On 15.04.26 13:06, Heikki Linnakangas wrote:
> On 14/04/2026 10:02, David Geier wrote:
>>> I didn't do it for performance, but because I find the function easier
>>> to read that way. We could change it back.
>>>
>>> It's a pretty scary thought that a compiler might misoptimize that
>>> though. In the same function we have 'nullFlags', too, as a local
>>> variable, even before this commit.

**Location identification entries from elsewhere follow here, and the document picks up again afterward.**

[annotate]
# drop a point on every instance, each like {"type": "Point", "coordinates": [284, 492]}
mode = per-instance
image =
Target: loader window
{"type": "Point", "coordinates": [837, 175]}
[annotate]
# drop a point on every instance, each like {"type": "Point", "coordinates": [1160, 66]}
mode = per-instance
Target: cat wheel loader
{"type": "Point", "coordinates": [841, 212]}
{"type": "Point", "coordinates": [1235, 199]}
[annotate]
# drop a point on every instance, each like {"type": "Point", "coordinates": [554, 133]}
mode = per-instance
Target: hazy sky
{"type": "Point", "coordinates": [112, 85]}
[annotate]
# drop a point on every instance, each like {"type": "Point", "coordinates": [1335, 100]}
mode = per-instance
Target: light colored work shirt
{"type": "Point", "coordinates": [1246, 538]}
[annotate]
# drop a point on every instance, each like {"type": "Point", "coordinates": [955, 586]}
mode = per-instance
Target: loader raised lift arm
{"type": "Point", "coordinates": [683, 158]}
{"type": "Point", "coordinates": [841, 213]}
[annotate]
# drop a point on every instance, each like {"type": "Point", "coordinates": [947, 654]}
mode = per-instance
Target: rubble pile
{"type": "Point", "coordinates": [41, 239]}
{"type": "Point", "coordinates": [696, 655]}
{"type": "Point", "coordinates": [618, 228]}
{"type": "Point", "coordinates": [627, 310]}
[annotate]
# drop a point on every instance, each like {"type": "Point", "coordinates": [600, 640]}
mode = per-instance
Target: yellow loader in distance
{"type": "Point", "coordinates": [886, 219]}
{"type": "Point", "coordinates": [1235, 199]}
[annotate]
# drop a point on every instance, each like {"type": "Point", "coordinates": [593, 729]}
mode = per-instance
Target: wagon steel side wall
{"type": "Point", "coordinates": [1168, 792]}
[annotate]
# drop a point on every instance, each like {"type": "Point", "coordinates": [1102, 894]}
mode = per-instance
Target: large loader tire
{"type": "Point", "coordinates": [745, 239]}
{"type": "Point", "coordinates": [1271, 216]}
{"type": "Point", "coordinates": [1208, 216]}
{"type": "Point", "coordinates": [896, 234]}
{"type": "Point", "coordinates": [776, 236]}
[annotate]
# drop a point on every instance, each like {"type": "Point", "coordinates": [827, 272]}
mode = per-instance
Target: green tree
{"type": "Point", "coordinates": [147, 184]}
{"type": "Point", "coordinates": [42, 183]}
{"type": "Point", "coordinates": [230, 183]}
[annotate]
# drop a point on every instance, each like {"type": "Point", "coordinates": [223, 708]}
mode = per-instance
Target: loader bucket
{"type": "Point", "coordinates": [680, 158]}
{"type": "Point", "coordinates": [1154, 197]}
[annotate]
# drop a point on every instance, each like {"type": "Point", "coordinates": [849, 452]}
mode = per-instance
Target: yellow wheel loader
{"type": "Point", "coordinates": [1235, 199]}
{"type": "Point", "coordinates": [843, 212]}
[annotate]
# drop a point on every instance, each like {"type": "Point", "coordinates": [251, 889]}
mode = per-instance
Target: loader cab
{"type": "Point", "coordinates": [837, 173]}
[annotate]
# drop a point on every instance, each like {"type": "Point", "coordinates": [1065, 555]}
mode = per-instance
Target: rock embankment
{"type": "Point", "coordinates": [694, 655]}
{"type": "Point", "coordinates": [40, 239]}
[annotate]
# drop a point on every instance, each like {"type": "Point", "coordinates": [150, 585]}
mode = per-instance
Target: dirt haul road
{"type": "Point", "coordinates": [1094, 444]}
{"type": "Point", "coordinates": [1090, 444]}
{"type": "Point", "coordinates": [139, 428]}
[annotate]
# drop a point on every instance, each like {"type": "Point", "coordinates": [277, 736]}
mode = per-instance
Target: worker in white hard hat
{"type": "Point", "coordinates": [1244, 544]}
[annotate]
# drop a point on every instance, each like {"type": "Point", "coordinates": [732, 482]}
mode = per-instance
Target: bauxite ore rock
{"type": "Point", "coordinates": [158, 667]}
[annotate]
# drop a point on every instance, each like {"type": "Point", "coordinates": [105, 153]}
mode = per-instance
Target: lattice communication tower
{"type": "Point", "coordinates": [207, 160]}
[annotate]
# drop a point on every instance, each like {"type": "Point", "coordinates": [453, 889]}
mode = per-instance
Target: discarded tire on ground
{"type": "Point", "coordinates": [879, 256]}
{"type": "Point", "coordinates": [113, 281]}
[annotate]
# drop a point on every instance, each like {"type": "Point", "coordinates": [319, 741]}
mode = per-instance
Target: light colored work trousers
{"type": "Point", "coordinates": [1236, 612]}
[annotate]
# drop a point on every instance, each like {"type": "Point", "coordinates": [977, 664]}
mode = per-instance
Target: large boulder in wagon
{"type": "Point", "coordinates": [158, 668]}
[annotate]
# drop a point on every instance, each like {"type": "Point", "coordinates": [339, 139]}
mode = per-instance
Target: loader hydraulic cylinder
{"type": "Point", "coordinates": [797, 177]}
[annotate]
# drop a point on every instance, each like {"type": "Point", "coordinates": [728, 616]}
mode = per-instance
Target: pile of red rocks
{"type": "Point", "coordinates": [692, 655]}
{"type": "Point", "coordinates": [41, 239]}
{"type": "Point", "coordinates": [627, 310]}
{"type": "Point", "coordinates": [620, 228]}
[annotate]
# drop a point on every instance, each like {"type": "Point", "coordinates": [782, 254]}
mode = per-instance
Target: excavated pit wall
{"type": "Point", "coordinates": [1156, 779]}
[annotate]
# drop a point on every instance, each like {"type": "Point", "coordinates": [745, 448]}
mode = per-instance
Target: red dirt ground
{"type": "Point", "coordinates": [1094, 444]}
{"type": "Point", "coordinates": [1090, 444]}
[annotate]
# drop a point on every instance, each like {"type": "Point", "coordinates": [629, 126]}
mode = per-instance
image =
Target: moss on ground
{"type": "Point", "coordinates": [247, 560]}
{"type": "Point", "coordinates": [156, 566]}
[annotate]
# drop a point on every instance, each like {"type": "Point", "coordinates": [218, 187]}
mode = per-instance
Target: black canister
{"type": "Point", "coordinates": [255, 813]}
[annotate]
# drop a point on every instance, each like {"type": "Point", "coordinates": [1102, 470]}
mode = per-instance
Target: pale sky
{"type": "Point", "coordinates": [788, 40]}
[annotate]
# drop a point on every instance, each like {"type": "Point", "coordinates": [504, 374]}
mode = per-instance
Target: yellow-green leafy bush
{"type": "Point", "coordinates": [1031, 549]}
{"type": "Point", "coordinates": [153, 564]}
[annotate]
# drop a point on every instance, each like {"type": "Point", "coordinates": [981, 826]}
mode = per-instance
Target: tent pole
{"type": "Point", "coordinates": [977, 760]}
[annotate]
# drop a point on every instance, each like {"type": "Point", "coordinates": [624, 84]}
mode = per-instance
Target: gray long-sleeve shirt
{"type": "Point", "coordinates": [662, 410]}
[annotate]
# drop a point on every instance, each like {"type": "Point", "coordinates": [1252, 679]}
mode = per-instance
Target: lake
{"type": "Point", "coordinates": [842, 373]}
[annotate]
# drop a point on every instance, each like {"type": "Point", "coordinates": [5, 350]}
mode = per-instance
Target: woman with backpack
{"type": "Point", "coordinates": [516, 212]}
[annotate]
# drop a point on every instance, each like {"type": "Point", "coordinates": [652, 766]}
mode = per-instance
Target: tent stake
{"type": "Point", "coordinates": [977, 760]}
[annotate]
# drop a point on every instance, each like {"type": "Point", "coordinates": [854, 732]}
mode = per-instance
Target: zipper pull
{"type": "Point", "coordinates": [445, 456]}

Not sure why Coverity doesn't
>>> complain about that.
>>>
>>>> /*
>>>> * PointerGetDatum
>>>> * Returns datum representation for a pointer.
>>>> */
>>>> static inline Datum
>>>> PointerGetDatum(const void *X)
>>>> {
>>>> return (Datum) (uintptr_t) X;
>>>> }
>>>
>>> Hmm, is that 'const' incorrect? This function doesn't modify *X, but the
>>> resulting address will be used to modify it. Maybe changing it to non-
>>> const "void *X" would give Coverity a hint.
>
> This was briefly discussed when PointerGetDatum() was changed from a
> macro to a static inline function [1]. On that email, Peter pointed out
> that the compiler was doing the same deduction that Coverity did now,
> i.e. that if you pass the Datum returned by PointerGetDatum(&foo) to a
> function, it cannot change *foo. I'm surprised we dismissed that worry
> so quickly. If the compiler optimizes based on that assumption, you can
> get incorrect code.
I don't think this is in evidence. AFAICT, it's just Coverity that is
complaining here, which is its right, but the code is not incorrect.